This coming Sunday, May 21, the Breton Quartet will perform the Domingos de Camara cycle at the Teatro de la Zarzuela, featuring works by current Spanish composers of different generations in a concert in which the public will be able to hear two world premieres. , The appointment will be at Ambigu del Teatro at 12:00.
In a quartet integrated on this occasion by Anne-Marie North, Antonio Cárdenas, Rocío Gómez and Carlos Sánchez (who replaces John Stokes), they will be accompanied by works by Teresa Catalan Sánchez, Inés Badaló, María José Arenas-Martín or Pilar Jurado. . With the premiere of Ana Vazquez Silva and Laura de las Heras.
The Breton Quartet celebrates two decades of meticulous work and successes this year, in the same year that marks the centenary of Tomas Breton, the composer, violinist and conductor after whom they are named.

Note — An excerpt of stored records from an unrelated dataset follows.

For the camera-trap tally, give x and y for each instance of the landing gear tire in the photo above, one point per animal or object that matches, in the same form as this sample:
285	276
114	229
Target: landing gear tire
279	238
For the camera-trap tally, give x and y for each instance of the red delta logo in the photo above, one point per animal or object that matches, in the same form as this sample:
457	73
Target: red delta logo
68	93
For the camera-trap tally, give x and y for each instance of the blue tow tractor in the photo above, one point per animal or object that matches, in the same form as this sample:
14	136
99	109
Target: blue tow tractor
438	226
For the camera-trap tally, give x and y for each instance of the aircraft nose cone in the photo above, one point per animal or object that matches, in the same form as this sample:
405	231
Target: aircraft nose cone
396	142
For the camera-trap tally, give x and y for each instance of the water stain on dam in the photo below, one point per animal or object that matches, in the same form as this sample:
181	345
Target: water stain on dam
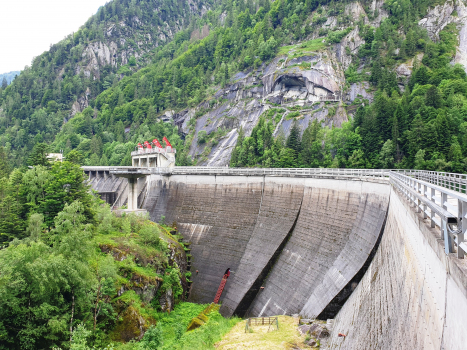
303	240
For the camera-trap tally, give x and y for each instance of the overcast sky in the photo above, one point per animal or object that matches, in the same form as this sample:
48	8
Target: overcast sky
28	27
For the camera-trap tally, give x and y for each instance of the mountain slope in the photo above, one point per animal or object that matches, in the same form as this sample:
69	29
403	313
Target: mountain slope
8	77
63	81
292	63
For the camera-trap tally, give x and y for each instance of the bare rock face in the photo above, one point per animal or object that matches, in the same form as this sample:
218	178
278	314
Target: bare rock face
442	15
81	103
353	41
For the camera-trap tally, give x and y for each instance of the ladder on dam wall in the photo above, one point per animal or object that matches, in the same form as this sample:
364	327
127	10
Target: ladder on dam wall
221	286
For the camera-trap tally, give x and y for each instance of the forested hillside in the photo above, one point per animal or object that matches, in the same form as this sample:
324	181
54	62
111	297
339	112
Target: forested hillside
7	78
64	80
400	98
248	83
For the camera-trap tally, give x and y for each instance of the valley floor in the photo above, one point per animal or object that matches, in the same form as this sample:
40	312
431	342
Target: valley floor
287	337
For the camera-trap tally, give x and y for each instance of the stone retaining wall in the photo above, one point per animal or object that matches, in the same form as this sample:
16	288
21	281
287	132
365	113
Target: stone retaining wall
413	296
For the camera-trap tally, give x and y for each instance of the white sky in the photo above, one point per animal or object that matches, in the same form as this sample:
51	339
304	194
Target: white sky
28	27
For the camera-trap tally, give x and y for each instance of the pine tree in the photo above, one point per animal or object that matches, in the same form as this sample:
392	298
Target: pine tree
38	155
4	163
294	139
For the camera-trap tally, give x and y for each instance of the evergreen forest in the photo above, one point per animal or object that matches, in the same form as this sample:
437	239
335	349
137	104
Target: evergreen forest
69	269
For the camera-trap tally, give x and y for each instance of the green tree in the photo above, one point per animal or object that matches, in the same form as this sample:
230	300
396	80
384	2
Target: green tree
386	156
38	155
4	163
75	157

What has moved the quartet all these years is, fundamentally, the need for the quartet to be promoted by Spanish composers, from the origins of the genre to the most current composition, with the great repertoire of the group. In this endeavor he was inspired by illustrious predecessors such as the French, Vala or Raphael quartets, who had begun this important work in Spain a century earlier.

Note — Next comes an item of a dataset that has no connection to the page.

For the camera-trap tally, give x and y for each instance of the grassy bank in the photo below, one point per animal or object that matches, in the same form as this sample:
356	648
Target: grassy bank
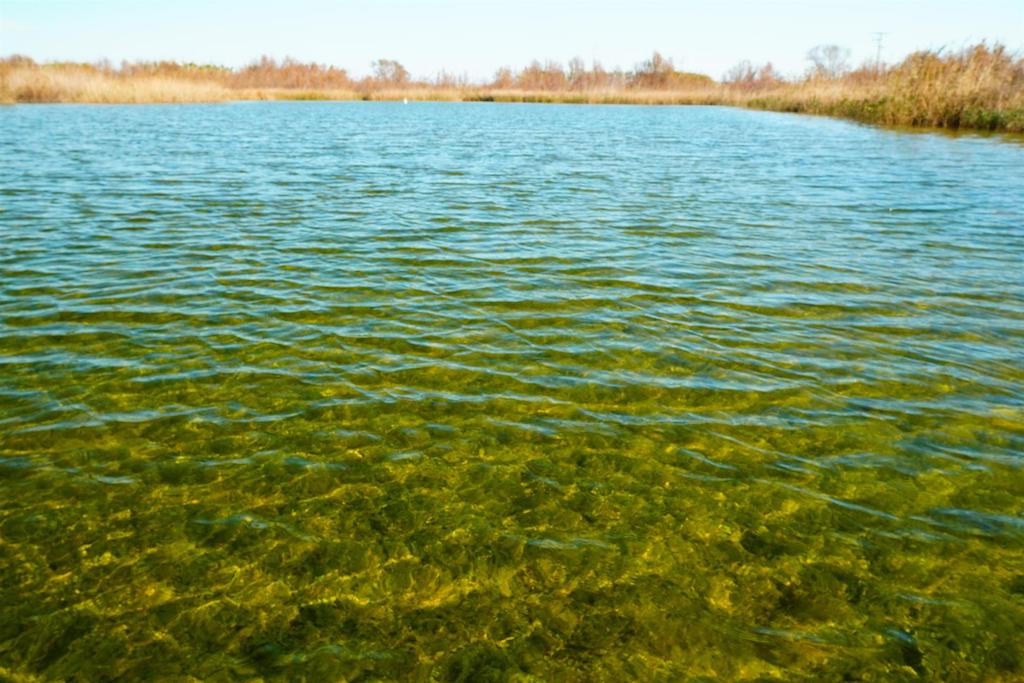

With these premises, the Breton Quartet places special emphasis on the works of such composers as Ernesto and Rodolfo Haftar, Jesús Guridi, Julián Bautista, Jesús García Leóz, Tomás Breton, Julián Orbón, Joaquín Turina, Julio Gómez or Conrado del Campo. Certainly among current composers, without neglecting the great repertoire of all eras, from Wolfgang Amadeus Mozart and Franz Joseph Haydn to Dmitri Shostakovich, Sofia Gubaidulina or Philip Glass.
Breton Quartet
The Breton Quartet began to take shape in 2003, when four musicians with extensive experience in various chamber music structures shared the need to create a quartet by Spanish composers, from the origins of the genre to the most current compositions, with great repertoire information. . In this endeavor he was inspired by illustrious predecessors such as the French, Vala or Raphael quartets, who had begun this important work in Spain a century earlier.